1. Balancing temporal coherence with cluster flexibility

Too strict → system gets stuck Too loose → system jumps between states We had to develop a hybrid transition model.

2. Building useful scientific RAG

Neuroscience literature is noisy. We created relevance filters and cluster→keyword mapping.

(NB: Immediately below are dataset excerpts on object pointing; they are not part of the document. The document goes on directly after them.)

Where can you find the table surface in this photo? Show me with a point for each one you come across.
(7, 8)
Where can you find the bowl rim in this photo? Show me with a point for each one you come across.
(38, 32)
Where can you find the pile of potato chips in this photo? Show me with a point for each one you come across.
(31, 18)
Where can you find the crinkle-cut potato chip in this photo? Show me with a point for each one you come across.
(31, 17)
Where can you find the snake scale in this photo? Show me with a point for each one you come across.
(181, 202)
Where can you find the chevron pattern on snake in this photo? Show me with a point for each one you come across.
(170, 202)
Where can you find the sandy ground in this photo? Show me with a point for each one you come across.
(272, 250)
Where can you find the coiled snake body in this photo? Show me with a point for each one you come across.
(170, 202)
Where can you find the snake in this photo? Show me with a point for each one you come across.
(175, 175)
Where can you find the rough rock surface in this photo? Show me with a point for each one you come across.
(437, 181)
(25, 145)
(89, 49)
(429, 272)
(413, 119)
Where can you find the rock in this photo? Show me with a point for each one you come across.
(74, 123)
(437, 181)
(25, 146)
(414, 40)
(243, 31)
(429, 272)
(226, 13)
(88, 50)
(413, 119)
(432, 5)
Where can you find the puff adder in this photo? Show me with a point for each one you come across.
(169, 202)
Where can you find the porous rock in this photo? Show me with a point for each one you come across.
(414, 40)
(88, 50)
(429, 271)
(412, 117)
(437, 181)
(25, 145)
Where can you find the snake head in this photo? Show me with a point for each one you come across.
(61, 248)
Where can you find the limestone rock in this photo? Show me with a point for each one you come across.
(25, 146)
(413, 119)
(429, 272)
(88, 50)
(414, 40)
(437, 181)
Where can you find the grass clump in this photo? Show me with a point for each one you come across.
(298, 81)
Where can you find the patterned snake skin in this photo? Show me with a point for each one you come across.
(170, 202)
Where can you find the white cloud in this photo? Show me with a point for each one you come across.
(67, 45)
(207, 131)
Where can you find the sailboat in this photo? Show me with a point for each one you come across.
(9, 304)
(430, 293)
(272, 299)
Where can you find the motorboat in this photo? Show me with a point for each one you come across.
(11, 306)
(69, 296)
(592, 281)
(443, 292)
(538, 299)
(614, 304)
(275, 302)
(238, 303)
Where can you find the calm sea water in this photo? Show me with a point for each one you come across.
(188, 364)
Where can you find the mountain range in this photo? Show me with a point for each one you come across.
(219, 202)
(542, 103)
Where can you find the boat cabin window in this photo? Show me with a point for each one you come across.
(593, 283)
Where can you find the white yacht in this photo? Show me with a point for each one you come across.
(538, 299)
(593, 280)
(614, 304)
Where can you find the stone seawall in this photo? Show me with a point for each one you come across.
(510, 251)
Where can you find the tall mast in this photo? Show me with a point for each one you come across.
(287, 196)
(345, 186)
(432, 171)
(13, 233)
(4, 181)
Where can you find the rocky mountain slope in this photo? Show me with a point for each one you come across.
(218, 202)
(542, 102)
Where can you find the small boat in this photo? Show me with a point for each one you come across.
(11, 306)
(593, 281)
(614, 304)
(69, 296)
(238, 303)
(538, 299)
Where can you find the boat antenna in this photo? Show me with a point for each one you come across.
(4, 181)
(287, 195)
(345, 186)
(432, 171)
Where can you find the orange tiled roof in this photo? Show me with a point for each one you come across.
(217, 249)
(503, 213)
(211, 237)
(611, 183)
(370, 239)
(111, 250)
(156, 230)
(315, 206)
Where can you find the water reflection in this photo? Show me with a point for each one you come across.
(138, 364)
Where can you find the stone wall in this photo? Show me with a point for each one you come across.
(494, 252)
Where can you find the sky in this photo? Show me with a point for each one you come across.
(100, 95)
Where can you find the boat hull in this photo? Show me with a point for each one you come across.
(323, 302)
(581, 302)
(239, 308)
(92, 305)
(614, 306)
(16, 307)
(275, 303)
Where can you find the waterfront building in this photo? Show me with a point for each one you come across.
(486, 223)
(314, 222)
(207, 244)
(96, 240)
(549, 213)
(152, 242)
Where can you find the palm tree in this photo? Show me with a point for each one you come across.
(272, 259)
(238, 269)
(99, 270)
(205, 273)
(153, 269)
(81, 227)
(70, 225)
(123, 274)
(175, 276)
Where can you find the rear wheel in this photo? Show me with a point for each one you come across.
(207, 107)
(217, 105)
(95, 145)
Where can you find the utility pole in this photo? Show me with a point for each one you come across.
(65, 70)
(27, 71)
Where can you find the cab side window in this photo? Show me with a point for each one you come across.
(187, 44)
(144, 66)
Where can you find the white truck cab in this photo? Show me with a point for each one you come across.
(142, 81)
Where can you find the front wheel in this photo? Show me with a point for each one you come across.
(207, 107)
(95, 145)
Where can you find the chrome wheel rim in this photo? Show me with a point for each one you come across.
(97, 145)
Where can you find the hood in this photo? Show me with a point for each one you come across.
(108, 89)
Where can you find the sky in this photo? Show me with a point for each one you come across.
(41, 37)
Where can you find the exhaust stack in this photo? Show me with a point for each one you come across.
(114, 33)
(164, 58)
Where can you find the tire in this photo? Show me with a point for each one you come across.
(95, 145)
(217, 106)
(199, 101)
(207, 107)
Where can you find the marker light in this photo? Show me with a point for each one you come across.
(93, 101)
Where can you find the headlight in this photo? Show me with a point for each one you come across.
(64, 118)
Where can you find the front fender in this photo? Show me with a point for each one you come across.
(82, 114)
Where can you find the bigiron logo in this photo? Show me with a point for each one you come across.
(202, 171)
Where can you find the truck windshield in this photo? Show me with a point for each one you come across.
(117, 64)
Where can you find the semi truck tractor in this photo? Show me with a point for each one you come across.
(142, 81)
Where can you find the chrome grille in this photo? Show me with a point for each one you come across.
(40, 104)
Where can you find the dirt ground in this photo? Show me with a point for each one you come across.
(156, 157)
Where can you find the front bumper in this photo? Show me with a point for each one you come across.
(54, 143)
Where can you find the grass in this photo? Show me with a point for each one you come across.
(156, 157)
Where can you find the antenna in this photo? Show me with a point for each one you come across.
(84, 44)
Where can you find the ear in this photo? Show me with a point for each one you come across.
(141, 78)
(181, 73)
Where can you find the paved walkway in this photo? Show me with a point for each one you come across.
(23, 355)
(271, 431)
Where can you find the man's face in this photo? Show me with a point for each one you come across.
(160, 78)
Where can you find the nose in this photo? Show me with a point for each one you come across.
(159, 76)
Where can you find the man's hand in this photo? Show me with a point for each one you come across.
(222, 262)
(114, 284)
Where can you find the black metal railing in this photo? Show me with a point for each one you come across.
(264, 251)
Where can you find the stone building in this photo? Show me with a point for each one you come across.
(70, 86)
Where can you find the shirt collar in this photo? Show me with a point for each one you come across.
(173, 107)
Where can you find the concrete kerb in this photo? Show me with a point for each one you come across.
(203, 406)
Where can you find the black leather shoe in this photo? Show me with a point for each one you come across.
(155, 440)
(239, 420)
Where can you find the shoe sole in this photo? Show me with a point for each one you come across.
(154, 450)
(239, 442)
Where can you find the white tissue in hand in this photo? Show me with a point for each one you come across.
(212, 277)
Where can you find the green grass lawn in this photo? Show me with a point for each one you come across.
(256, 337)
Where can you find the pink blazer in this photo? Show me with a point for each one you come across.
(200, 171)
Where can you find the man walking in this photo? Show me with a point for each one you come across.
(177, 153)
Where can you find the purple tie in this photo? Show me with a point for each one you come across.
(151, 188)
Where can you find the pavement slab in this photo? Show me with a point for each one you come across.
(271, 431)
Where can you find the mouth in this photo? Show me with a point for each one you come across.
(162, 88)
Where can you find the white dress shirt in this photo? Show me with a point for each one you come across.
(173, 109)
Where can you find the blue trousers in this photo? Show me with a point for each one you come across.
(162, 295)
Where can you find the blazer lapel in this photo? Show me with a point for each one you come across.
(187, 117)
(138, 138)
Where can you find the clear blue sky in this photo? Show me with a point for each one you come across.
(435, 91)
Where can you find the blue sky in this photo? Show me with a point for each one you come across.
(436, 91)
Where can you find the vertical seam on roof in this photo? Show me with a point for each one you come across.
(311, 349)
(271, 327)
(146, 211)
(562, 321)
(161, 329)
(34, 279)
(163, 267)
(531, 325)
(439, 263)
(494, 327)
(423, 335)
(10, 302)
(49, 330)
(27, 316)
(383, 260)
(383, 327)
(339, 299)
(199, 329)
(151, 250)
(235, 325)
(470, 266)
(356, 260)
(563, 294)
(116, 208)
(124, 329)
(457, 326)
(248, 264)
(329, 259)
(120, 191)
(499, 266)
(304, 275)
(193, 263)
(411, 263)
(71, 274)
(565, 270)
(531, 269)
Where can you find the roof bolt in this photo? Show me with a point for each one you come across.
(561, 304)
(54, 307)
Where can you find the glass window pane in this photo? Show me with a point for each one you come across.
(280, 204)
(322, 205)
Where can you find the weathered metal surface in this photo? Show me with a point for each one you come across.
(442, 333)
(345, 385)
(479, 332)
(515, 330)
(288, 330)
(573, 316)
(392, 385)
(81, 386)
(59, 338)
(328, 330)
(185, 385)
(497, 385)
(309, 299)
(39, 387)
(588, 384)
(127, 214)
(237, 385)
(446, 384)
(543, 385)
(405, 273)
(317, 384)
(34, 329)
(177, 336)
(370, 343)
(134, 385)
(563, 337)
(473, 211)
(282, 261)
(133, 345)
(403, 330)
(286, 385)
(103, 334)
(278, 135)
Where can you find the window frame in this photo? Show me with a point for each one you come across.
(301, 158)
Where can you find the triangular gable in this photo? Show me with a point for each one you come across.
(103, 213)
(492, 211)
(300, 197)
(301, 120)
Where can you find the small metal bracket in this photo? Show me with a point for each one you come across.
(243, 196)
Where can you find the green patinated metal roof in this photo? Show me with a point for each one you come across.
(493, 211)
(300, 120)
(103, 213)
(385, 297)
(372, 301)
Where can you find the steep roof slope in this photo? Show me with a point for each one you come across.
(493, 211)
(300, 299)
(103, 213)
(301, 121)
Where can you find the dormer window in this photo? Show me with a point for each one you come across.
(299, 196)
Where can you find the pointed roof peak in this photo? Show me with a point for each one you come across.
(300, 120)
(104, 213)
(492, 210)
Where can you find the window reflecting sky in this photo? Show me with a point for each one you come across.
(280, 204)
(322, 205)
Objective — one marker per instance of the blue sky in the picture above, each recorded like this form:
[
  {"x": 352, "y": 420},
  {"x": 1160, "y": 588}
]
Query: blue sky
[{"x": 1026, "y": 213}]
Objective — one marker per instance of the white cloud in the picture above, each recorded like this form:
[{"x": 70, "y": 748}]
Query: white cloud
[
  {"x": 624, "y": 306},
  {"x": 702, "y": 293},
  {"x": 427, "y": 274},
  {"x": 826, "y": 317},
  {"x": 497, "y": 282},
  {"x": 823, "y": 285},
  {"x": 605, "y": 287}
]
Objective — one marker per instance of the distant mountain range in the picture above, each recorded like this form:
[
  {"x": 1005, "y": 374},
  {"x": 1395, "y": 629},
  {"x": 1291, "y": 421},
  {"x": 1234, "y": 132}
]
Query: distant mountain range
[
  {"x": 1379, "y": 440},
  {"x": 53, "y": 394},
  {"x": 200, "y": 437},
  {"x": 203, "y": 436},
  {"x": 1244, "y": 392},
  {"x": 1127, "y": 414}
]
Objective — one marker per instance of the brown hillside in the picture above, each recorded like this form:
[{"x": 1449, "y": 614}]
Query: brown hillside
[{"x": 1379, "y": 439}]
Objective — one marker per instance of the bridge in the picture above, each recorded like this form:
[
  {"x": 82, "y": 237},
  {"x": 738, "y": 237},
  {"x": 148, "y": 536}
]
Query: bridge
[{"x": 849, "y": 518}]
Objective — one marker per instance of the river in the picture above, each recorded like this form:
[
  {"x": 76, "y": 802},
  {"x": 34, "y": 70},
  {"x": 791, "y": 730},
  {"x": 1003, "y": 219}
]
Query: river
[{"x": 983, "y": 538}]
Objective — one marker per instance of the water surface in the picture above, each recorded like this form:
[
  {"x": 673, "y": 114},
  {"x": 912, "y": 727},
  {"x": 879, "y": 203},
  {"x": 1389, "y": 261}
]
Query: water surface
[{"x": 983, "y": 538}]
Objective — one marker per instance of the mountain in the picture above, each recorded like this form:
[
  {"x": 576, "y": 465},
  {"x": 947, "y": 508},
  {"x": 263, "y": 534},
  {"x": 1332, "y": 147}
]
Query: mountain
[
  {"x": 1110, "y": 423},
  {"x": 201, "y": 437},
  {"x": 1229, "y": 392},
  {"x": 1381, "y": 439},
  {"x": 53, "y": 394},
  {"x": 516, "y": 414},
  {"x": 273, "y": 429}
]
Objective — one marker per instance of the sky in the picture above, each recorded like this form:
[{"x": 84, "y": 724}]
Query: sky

3. Getting multiple agents to cooperate cleanly

SpoonOS made tool definition easier, but designing agent roles + responsibilities took iteration.

4. UI reactivity

With TRAE, we had to design clean tool outputs so UI updates remained stable and fast.


What We Learned

  • Scientific RAG dramatically enhances interpretability
  • Hierarchical manifolds reveal structure flat classifiers miss entirely
  • SpoonOS is extremely powerful for scientific workflows
  • Agents + tools → the closest thing to an AI scientist
  • TRAE lets you build reactive scientific UIs incredibly quickly
  • Cognitive manifolds can be discovered in real time
  • AI4Science requires data-driven learning and knowledge retrieval

Aurora transforms raw neural signals into an interpretable cognitive manifold, enriched by scientific retrieval, and operated by a team of coordinated SpoonOS agents. It is both a scientific tool and a new paradigm: an automated neuroscientist capable of discovery, interpretation, and reasoning.

We believe this project showcases what is possible when multi-agent intelligence, scientific retrieval, hierarchical modeling, and real-time visualization come together inside SpoonOS.